Após oito anos do transplante, Fabiana, que optou em cursar Medicina na Univates, diz amar a vida e tudo que ela significa. Ela acredita na bondade das pessoas, tem muita esperança para um futuro melhor e é muito grata pela família e amigos que tem. Sobre escolher a área da saúde, ela conta que tudo que passou a influenciou em ser médica. “Sempre gostei de estar em hospital, da rotina em si, mas antes do transplante, o hospital era um lugar de pouca troca, pois até então tudo tinha sido tão incerto, que ser médica estava adormecido dentro de mim. Porém, depois do transplante, minha vida mudou de cabeça para baixo, porque pude ver que curar vai além de medicar, é oportunizar que as pessoas vivam intensamente os prazeres da vida, na medida do possível. É confortar e saber que a felicidade está nos pequenos detalhes. Além disso, a dedicação e humanidade dos meus médicos também tiveram influência em minha escolha”, revela.
Fabiana destaca que será uma doadora de órgãos e que esse novo rim lhe deu a oportunidade de continuar a vida. “Meu sentimento é gratidão. Uma gratidão em que não existem palavras no mundo para descrevê-la, porque graças ao sim de uma família, hoje a minha família é ainda mais feliz”.
Atualmente, Fabiana leciona palestras para estudantes do ensino fundamental, médio e superior em que ela explica sobre a importância da doação, como funciona o processo e como é a recuperação do paciente. Ela também integra a Associação Brasileira de Transplante de Órgãos (ABTO). “Muitas pessoas possuem receio em ser um doador, pois ainda, infelizmente, há uma falta muito grande de conhecimento a respeito da doação de órgãos. A mensagem que eu posso deixar a essas pessoas é de que elas tirem suas dúvidas a respeito do assunto, pois doar órgãos e tecidos é permitir que outras pessoas continuem sonhando. Doar é um ato de amor ao próximo e tudo aquilo que a vida possa vir a ser”, enfatiza.
SOBRE DOAÇÃO DE ORGÃOS
A Aliança Brasileira pela doação de Órgãos e Tecidos ressalta que não existe mercado negro de órgãos. A entidade salienta que as religiões enxergam a doação como um ato de caridade e amor ao próximo, pois após do fim do transplante, realizado por cirurgia tradicional, o corpo é reconstituído podendo ser velado normalmente. A doação de órgãos e tecidos pode ocorrer em vida ou após a constatação de morte encefálica, que é a interrupção irreversível das funções cerebrais.

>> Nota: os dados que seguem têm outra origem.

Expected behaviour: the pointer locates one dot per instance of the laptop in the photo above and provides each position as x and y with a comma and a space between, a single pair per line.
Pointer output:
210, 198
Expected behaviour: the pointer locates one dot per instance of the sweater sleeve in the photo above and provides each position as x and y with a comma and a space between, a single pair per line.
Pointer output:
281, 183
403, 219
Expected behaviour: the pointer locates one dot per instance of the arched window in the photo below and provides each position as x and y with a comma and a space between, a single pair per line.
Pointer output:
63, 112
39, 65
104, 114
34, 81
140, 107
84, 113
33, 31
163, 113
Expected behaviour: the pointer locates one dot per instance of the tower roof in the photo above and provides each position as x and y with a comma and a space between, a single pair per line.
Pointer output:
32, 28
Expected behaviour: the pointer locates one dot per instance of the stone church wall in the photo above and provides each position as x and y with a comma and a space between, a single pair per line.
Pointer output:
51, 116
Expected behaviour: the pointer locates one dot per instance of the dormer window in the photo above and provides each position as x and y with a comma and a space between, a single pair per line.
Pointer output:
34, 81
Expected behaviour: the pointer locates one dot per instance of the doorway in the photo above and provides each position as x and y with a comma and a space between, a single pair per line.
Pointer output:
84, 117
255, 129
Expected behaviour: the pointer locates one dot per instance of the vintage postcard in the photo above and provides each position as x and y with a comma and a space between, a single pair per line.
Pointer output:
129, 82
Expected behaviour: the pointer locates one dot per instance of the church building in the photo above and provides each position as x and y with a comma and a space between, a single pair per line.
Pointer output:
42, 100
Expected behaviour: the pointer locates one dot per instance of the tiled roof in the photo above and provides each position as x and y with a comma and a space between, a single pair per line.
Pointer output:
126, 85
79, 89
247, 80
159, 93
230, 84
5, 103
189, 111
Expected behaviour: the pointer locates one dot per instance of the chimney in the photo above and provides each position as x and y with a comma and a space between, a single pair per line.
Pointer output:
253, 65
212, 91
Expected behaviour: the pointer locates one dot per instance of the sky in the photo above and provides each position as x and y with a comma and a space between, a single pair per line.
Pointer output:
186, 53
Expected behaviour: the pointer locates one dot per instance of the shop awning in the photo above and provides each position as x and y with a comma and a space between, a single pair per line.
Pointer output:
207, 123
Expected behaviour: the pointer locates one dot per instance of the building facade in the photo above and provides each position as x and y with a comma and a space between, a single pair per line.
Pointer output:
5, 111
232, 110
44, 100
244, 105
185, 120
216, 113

O doador consegue salvar mais de 20 pessoas. É possível doar córneas, coração, fígado, pulmão, rim, pâncreas, ossos, vasos sanguíneos, pele, tendões e cartilagem quando o corpo vem a óbito. Já o doador em vida deve ter mais de 21 anos e boas condições de saúde. A doação ocorre somente se o transplante não comprometer as aptidões vitais. Rim, medula óssea e parte do fígado ou pulmão podem ser doados entre cônjuges ou parentes de até quarto grau com compatibilidade sanguínea. No caso de não familiares, a doação só acontece mediante autorização judicial.
EM SANTA CRUZ
No Hospital Santa Cruz, a Comissão Intra-Hospitalar de Doação de Órgãos e Tecidos para Transplante (Cihdott) gerencia todo o processo de doação e captação de órgãos e tecidos na Instituição, sendo responsável por viabilizar o diagnóstico de morte encefálica, conforme Resolução do Conselho Federal de Medicina. O HSC ainda realiza a abordagem e presta esclarecimentos aos familiares sobre o potencial doador. A captação dos órgãos – exceto as córneas, após aceitação da família, é realizada por uma equipe especializada da Central de Transplantes do Estado.